Starting with current long-term housing trends and what happens as they develop, here’s what to expect during the next ten years:
Pressure Builds to Protect Renters
Despite the past year’s slowdown in rent growth in some Sunbelt markets, a structural lack of housing supply (and low odds that trend reverses) points to continued demand for rental housing and multifamily rent growth. New for-sale home supply remained very low post-pandemic, and we have underbuilt housing relative to household formation for seven years (red line) and especially struggled to build single-family for-sale housing (blue line).
Those troubling supply trends compound the more recent problem of high borrowing rates that will likely be with us for the foreseeable future, and as a result much of the renting population will be renting for longer. This trend isn’t lost on landlords; the CEO of the largest apartment REIT recently celebrated “terrific demand” in the first quarter and noted “the percentage of our residents leaving us to buy homes was 7.8%, a continuation of all-time lows.“
So renters will largely remain renters. With that increased aggregate demand, the pressure on rents will get worse. And this will bring increased public attention to what until recently had been a regional issue: “Tenants’ Rights.”
While New York and Chicago are home to dozens of established non-profits and politicians fighting for the best interests of their cities’ renters, most U.S. cities and states have never seriously viewed renters as an interest group or constituency. During Covid that began to change, beginning with federal, state and local limitations on evictions – policies with significant potential unintended consequences.
Since the pandemic, the Tenants’ Rights movement has gained increasing legislative momentum. California and New York have passed “Good Cause Eviction” laws (GCE), which are designed to keep market-rate tenants from unexpectedly having to find a new apartment–what a landlord would call non-renewal–and from unanticipated high rent increases. Per New York State’s just-passed GCE law, NYC landlords now have to offer most market-rate tenants a renewal option and the renewal rent is capped.
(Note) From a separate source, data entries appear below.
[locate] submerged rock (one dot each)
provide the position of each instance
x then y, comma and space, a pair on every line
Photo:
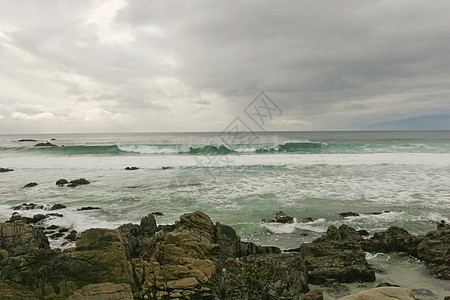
77, 182
31, 184
348, 214
382, 293
62, 182
46, 144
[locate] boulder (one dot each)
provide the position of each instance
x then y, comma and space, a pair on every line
382, 293
62, 182
336, 257
77, 182
31, 184
18, 238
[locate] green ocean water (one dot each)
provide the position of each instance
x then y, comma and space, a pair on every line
404, 176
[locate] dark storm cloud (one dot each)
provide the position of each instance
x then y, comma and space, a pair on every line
177, 65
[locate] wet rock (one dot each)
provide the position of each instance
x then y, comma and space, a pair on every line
337, 257
131, 168
76, 182
348, 214
280, 217
27, 206
62, 182
72, 236
57, 206
18, 238
382, 293
88, 208
105, 291
31, 184
382, 284
363, 232
46, 144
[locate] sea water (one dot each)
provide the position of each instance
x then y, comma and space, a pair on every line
403, 177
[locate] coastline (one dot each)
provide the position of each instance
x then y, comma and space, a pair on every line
197, 259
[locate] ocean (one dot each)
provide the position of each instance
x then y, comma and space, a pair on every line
388, 178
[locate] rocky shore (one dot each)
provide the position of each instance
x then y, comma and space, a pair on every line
198, 259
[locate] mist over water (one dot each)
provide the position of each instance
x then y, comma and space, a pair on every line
404, 175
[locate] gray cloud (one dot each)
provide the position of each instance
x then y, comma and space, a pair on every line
178, 66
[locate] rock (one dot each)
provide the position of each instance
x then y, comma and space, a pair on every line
394, 239
382, 293
280, 217
62, 182
72, 236
363, 232
3, 254
313, 295
31, 184
382, 284
336, 257
77, 182
274, 276
18, 238
57, 206
348, 214
88, 208
131, 168
27, 206
46, 144
104, 291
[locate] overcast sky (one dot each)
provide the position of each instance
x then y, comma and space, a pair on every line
124, 66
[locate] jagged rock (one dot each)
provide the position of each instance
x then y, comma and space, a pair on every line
276, 276
27, 206
57, 206
76, 182
280, 217
382, 293
18, 237
88, 208
348, 214
131, 168
313, 295
394, 239
62, 182
104, 291
337, 256
31, 184
46, 144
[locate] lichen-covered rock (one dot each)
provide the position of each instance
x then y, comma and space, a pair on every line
382, 293
337, 256
261, 277
19, 238
103, 291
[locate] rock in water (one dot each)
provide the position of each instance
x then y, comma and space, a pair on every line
31, 184
382, 293
62, 182
280, 217
46, 144
337, 257
76, 182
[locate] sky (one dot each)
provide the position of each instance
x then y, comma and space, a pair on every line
155, 66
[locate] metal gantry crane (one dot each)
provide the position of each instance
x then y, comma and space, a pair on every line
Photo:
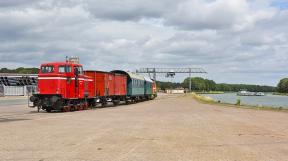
171, 72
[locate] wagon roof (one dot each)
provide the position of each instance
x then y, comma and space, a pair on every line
130, 74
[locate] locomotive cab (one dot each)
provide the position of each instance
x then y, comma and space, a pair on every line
59, 83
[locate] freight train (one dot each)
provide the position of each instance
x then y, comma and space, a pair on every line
64, 86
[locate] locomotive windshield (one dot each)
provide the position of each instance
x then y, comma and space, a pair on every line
47, 69
64, 69
80, 69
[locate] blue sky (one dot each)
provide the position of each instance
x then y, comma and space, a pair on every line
235, 41
281, 4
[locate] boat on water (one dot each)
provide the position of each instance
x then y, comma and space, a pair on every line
247, 93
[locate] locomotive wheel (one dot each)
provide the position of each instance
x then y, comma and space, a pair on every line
48, 109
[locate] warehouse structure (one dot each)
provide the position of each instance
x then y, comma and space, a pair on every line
17, 84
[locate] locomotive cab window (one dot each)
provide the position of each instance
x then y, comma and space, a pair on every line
79, 68
47, 69
64, 69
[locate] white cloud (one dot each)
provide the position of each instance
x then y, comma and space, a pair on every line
230, 39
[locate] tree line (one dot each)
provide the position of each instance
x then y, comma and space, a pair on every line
201, 84
20, 70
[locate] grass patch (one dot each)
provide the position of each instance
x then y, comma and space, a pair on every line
211, 101
280, 94
210, 92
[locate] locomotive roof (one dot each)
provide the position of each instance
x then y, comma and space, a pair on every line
60, 63
148, 79
130, 74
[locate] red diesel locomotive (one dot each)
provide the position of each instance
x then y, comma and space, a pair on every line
64, 86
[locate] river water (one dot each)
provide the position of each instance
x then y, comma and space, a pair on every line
267, 100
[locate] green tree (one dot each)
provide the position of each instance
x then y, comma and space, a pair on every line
283, 86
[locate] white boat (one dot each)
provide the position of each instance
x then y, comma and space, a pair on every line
259, 94
247, 93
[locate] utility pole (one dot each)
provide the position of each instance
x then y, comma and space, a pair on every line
190, 83
171, 70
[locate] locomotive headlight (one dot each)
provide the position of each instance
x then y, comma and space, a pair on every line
57, 91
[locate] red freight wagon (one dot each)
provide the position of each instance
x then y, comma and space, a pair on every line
120, 84
103, 83
107, 85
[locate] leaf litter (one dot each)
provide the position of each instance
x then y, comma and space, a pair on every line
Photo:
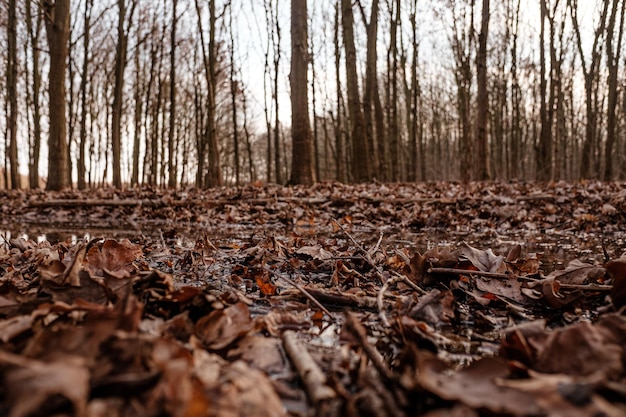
411, 299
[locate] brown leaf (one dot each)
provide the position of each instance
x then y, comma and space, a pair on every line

GCE may have come for very blue geographies, but I don’t expect GCE is coming for America – most localities aren’t that far left. However, the trend is important because GCE’s wins demonstrate a willingness to regulate more intensively the economic terms of private transactions between landlords and residents.
Evidence abounds of this trend toward more regulation. Other states (including Oregon, Colorado and Washington) and cities (D.C., Baltimore, Boston, Philadelphia) have some form of GCE law. There’s political support for GCE elsewhere, including Maryland and Connecticut. And many states and cities are taking tenants’ rights newly seriously: “There are campaigns to strengthen and expand existing rent regulation statutes in coastal cities, to lift statewide pre-emption laws in the Midwest, and to instate local control of rents in Western and even Southern states,” says far-left-leaning Protean magazine.